Google has announced that its Cloud Dataproc service — a managed tool based on the Hadoop and Spark open source big data software — is now generally available. Google Cloud Dataproc, because it leverages both Apache Hadoop and Apache Spark, promises to be in strong demand, especially at enterprises.

"When analyzing data, your attention should be focused on insights, not your tools," Google notes. "Often, popular tools to process data, such as Apache Hadoop and Apache Spark, require a careful balancing act between cost, complexity, scale, and utilization. Unfortunately, this means you focus less on what is important  your data  and more on what should require little or no attention  the cluster processing it. We created our managed Spark and Hadoop cloud service, Google Cloud Dataproc, to rectify the balance, so that using these powerful data tools is as easy as 1-2-3."
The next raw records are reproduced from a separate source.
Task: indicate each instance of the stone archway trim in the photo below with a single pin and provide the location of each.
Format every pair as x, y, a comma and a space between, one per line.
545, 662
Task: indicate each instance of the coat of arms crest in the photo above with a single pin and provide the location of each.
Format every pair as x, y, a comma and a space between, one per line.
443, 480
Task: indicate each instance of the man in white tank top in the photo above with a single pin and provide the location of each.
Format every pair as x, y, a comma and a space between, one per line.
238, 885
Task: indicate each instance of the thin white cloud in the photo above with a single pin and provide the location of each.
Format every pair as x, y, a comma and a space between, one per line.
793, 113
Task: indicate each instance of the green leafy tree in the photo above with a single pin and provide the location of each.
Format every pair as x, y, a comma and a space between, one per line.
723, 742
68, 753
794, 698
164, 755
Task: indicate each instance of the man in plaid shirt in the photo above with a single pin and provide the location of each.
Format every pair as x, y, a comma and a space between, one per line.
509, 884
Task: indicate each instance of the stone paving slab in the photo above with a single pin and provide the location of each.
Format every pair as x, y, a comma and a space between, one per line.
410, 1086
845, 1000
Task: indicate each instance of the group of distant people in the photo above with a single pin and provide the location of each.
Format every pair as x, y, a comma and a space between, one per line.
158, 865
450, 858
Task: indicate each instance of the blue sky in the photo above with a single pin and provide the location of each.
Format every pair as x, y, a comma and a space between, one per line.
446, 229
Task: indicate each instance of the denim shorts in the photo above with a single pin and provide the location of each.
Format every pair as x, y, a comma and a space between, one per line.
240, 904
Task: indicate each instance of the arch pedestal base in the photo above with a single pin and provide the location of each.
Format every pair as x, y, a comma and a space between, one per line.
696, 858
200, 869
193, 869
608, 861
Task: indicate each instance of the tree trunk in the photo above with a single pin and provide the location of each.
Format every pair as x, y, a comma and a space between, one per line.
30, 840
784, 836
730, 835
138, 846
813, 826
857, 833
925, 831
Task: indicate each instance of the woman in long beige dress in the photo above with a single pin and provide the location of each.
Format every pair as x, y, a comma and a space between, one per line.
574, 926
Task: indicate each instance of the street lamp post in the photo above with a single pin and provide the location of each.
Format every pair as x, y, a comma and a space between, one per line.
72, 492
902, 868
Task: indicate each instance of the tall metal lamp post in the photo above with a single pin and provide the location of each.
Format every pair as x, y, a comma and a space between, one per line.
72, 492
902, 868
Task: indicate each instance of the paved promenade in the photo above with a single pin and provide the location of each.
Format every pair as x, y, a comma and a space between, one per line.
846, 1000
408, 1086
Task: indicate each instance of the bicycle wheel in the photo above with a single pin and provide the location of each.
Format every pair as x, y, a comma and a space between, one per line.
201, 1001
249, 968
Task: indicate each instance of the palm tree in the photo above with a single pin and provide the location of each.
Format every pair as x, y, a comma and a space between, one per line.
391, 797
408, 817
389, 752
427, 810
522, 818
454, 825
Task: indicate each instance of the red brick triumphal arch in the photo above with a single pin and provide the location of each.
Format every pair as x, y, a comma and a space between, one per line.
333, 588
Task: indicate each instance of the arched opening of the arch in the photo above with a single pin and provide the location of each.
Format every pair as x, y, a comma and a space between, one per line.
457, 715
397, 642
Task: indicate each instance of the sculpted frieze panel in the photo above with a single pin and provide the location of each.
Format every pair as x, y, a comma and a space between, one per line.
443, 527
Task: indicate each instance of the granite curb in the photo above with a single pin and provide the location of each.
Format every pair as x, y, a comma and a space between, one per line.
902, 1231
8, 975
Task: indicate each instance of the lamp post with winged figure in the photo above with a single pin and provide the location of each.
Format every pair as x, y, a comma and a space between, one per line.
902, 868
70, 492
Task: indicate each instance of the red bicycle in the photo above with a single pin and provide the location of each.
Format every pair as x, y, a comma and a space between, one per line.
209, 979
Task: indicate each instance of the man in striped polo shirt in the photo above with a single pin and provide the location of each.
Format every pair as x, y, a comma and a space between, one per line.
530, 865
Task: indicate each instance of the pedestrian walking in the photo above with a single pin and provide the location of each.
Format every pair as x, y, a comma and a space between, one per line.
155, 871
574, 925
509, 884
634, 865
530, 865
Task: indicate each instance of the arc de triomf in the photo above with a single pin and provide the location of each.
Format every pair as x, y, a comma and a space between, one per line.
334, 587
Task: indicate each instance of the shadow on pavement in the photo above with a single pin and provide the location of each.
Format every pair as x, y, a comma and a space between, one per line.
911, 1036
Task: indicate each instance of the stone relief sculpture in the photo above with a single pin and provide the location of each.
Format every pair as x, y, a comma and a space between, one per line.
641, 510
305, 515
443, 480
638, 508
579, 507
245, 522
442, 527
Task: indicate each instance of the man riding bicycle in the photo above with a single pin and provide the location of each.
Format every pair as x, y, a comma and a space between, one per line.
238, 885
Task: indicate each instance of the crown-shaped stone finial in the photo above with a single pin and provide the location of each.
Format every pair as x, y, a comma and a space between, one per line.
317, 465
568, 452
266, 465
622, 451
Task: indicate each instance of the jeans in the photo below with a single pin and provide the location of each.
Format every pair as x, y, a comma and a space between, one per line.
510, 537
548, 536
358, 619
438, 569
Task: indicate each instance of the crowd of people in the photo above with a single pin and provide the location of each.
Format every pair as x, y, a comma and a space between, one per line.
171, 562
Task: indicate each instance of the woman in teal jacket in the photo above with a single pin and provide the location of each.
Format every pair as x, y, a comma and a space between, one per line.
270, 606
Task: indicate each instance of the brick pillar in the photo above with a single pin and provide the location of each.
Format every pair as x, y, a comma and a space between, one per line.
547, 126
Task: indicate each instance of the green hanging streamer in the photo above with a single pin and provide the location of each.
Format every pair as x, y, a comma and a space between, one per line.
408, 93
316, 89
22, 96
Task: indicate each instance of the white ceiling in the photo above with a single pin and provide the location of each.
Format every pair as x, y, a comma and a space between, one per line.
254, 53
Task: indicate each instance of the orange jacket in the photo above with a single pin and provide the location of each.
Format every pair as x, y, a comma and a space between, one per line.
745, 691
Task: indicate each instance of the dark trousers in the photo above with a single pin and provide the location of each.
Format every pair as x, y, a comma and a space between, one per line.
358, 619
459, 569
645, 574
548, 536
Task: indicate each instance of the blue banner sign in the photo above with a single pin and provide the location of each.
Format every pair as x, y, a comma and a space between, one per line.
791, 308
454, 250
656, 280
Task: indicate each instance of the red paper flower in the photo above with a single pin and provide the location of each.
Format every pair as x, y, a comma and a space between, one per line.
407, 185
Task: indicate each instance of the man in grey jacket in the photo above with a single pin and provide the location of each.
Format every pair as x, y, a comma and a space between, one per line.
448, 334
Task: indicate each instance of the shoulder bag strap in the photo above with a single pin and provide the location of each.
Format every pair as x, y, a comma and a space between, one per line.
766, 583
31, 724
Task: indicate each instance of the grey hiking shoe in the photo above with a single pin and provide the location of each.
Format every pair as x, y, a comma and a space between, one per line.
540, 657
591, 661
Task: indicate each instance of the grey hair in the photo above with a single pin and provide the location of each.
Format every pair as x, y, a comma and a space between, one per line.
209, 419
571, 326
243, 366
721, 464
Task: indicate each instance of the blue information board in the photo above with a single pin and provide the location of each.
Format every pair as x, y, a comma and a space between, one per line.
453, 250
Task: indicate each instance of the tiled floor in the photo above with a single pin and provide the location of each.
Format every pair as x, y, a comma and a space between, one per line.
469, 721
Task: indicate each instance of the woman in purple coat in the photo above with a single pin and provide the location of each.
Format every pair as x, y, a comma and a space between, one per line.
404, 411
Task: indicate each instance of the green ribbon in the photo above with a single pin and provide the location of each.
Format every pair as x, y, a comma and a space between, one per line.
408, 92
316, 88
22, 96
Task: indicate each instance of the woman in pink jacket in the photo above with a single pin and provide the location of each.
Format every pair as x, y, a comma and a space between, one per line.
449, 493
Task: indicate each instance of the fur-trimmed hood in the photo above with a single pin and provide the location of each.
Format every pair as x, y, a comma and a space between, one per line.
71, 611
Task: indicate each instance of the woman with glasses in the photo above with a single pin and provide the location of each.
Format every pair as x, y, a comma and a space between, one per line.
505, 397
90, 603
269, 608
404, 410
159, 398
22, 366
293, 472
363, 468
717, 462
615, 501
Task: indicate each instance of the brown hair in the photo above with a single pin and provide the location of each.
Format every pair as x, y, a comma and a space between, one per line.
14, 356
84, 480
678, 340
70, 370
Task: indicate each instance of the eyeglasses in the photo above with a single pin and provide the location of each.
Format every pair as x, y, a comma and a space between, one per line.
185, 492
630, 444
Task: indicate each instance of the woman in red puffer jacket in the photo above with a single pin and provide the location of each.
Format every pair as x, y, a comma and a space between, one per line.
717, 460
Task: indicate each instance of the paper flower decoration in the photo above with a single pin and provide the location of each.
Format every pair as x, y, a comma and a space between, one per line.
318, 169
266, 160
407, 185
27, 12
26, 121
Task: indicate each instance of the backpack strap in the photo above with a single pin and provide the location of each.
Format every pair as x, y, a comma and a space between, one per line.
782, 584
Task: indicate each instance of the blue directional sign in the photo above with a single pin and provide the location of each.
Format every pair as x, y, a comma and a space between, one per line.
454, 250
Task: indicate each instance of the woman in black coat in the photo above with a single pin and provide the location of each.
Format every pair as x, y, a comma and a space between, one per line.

According to the announcement:

"Since Cloud Dataproc entered beta last year, customers have taken advantage of its speed, scalability, and simplicity. We’ve seen them create clusters from three to thousands of virtual CPUs, using our Developers Console and Google Cloud SDK, without wasting time waiting for their cluster to be ready."

"With integrations to Google BigQuery, Google Cloud Bigtable, and Google Cloud Storage, which provide reliable storage independent from Dataproc clusters, customers have created clusters only when they need them, saving time and money, without losing data. Cloud Dataproc can also be used in conjunction with Google Cloud Dataflow for real-time batch and stream processing."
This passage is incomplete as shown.